Les chercheurs s’inquiètent d’un possible impact environnemental

Malgré une possible résilience de la part des voyageurs, l’équipe de recherche s’inquiète des effets néfastes de ces trajets à rallonge. Selon une enquête Ipsos, réalisée en janvier 2022, les Français passent près de 50 minutes par jour dans les transports et 12% d’entre eux se déplacent en métro. En se basant sur les résultats de l’étude, cela fait près de 4 heures de trajet ressenti en plus chaque année dans le métro. Si l’on prend le scénario avec une rame particulièrement bondée, cette durée passe à 8 heures, soit une journée de travail supplémentaire.

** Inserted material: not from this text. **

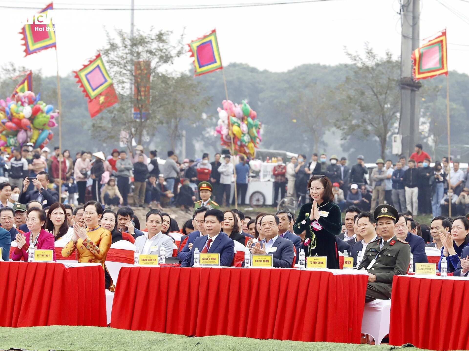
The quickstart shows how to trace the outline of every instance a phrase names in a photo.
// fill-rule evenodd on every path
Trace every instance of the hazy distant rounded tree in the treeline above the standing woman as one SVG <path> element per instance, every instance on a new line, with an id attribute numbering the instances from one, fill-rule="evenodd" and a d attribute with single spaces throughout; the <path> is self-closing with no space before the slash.
<path id="1" fill-rule="evenodd" d="M 302 90 L 297 90 L 290 99 L 291 114 L 299 125 L 304 126 L 314 138 L 314 152 L 319 152 L 325 130 L 332 125 L 333 91 L 328 87 L 319 87 L 309 83 Z"/>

D’autant plus que la pandémie pourrait avoir accentué cet effet. “Pendant la pandémie, les directives de distanciation sociale nous ont constamment rappelé la menace des foules. Ainsi, au cours des deux dernières années, nos cerveaux ont été entraînés à être encore plus défensifs face aux foules. Avec l’inconfort accru induit par la foule après la crise du Covid, nous nous attendons à ce que le temps de trajet en métro paraisse encore plus long”, explique Saeedeh Sadeghi qui a réalisé cette expérience en 2019. Dans les colonnes du site d’information Cornell Chronicle, les chercheurs précisent que ce sentiment pourrait pousser certains usagers à utiliser leur voiture à la place des transports en commun. Ce qui engendrerait plus de pollution dans une atmosphère déjà saturée en CO2. “Il faut rendre les voyages plus agréables ! Nos résultats ont montré que ce n’est pas l’encombrement en soi, mais le stress qu’il engendre, qui fait qu’un voyage semble plus long. On pourrait, par exemple, mettre des fenêtres plus grandes dans les rames pour atténuer, dans une certaine mesure, la sensation désagréable d’être submergé par la foule”, propose le coauteur de l’étude.

Une expérience prometteuse mais limitée

En dépit de son côté novateur avec l’utilisation de la réalité virtuelle pour reproduire des conditions plus proches du quotidien, cette étude présente un certain nombre de limites. Elles sont à la fois techniques et expérimentales. “Même si notre simulation est très réaliste, les avatars ont toujours un aspect différent de vrais individus. De plus, les participants de l’expérience devaient seulement imaginer qu’ils se dirigeaient vers une destination, mais ils se trouvaient physiquement dans la salle d’expérience située dans un bâtiment du campus universitaire”, souligne le chercheur de Cornell auprès de Sciences et Avenir.

Pour avoir des résultats plus probants, il estime qu’il faudrait réaliser une expérience plus photoréaliste à laquelle s’ajouterait des stimuli touchant les 5 sens pour simuler une foule de la manière la plus juste possible. Cette expérience passe aussi à côté de nombreux facteurs pouvant modifier la perception temporelle. “Il faut aller plus loin, par exemple s’intéresser aux types de personnes présentes dans le transport. Avons-nous la même perception des durées lorsque le métro est rempli d’enfants ou de personnes âgées ? Et si une femme est entourée d’hommes dans une rame, son potentiel sentiment d’insécurité peut-il modifier son rapport au temps ? Il faudrait une approche plus psychosociale. Il y a sûrement plein de facteurs inter-individuels à évaluer”, souligne Sylvie Droit-Volet. “Cette étude est originale et permet de faire rentrer le quotidien dans nos labos. Pour le moment, c’est insuffisant. C’est une première étude, mais l’utilisation de la réalité virtuelle est un bon moyen d’aborder la complexité du quotidien. C’est la prochaine étape des études psychosociales », conclut la professeure en psychologie sociale et cognitive.